Statt Terror

Je nachdem, wie eine MS (Multiple Sklerose) verläuft, kann es ein Jahrzehnte dauernder Prozess langsamen Verfalls sein oder einer, weniger Jahre. Deshalb trägt die MS auch den Beinamen „Die Krankheit mit den tausenden Gesichtern“.
Bei den rasch verlaufenden, den rasch progredienten, verliert man innerhalb weniger Jahre oder nur Monate die Kontrolle über den eigenen Körper. Man verliert die Fähigkeiten Arme und Beine zu steuern, den Kopf zu halten, dazu kommen Blasenschwäche, unwillkürliche Muskelspannungen (Spastik), Verlust der Sprache.
Am Ende dieses schweren Weges, den der Betroffene bei vollem Bewusstsein erleidet, liegt er von Krämpfen gepeinigt, mit Empfindungsstörungen, in einem nicht mehr steuerbaren Körper gefangen und es folgt (nicht immer) auch das Versagen der Atemmuskulatur, was eine künstliche Beatmung nötig macht oder ein langsames Ersticken.

Die Erforschung der MS (wie aller Krankheiten!) erfordert die Intelligenz und den Förderwillen von vielen, von sehr vielen Menschen. Da nicht nur die Analyse der Krankheitsursache im Mittelpunkt steht, sondern auch die Erforschung der normalen, physiologischen Zusammenhänge und erst dann Ideen zur Behandlung der Erkrankung. (Gerade heute gab es eine Nachricht, dass die MS eventuell im Zusammenhang mit einer gestörten Darmflora steht.)
Neben der Erforschung sind viele Praktiker nötig, um medizinische oder organisatorisch den Erkrankten zu helfen. Ich denke keiner möchte in einem gelähmten Körper langsam ersticken oder zusehen, wie dies ein Angehöriger erleidet. Eine allgemeine Motivation auf Hilfe im Fall der Krankheit besteht wohl.

Damit diese Forscher und Praktiker entstehen, bedarf es einer hochwertigen, humanistischen Bildung (und einer Politik die Bildung fördert und nicht Banken).
Ein Weltbankbericht, mit dem ich mich vor vielen Jahren beschäftigen musste, hatte als Kernaussage, dass die Gesundheit und Bildung von Frauen das zentrale Thema der zukünftigen Menschheitsentwicklung darstellt.
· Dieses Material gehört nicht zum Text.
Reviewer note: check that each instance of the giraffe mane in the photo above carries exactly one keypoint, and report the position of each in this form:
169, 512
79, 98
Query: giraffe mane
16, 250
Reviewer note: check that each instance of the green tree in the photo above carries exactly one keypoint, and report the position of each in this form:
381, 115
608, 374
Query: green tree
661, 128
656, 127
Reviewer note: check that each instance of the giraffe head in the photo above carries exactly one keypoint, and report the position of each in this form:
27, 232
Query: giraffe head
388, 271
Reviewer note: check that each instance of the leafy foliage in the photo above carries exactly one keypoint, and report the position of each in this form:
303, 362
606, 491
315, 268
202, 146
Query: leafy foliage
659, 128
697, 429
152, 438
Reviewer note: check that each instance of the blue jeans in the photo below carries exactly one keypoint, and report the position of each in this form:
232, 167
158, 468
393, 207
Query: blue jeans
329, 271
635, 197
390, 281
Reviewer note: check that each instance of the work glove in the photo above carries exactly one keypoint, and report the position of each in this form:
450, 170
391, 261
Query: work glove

Denn gesunde, gebildete Frauen können für gesunde, gebildete (männliche und weibliche) Kinder sorgen. Die irgendwann von gebildeten Männern unterstützt werden. Diese können dann eine humane Zivilgesellschaften aufbauen, in denen vielleicht Antworten auf die großen Fragen der Menschheit gefunden werden:
Stopp der Umweltzerstörung,
Erforschung des Mikro- und Makrokosmos,
überwinden schwerer Krankheiten, wie der MS.

Wir hätten viel zu tun, statt Terror auszuüben, zu erdulden und ihn zu bekämpfen. Wir hätten viele Aufgaben.
Es gibt viele kluge Analysen – für die kein politischer Willen besteht.
Deshalb stirbt gerade wieder ein Kind an Hunger und irgendwo erstickt jemand an einer Krankheit, für die wir keine Lösung suchen.

6 Kommentare zu “Statt Terror

  1. ich glaube schon, daß geforscht wird, nur hat man wohl bis jetzt noch nichts gefunden was die Krankheit stoppt. Ich kenne jemand, die diese Krankheit hat,schlimme Sache.

  2. Wie du schreibst, es ist eine Sache, das Problem zu erkennen und eine ganz andere, die Bereitschaft zu entwickeln, etwas zu tun, Mittel bereit zu stellen und eine andere Haltung zu entwickeln. Bildung und Aufklärung sind es immer wieder, die uns und anderen fehlen, um eine ‚menschlichere‘ Welt zu schaffen.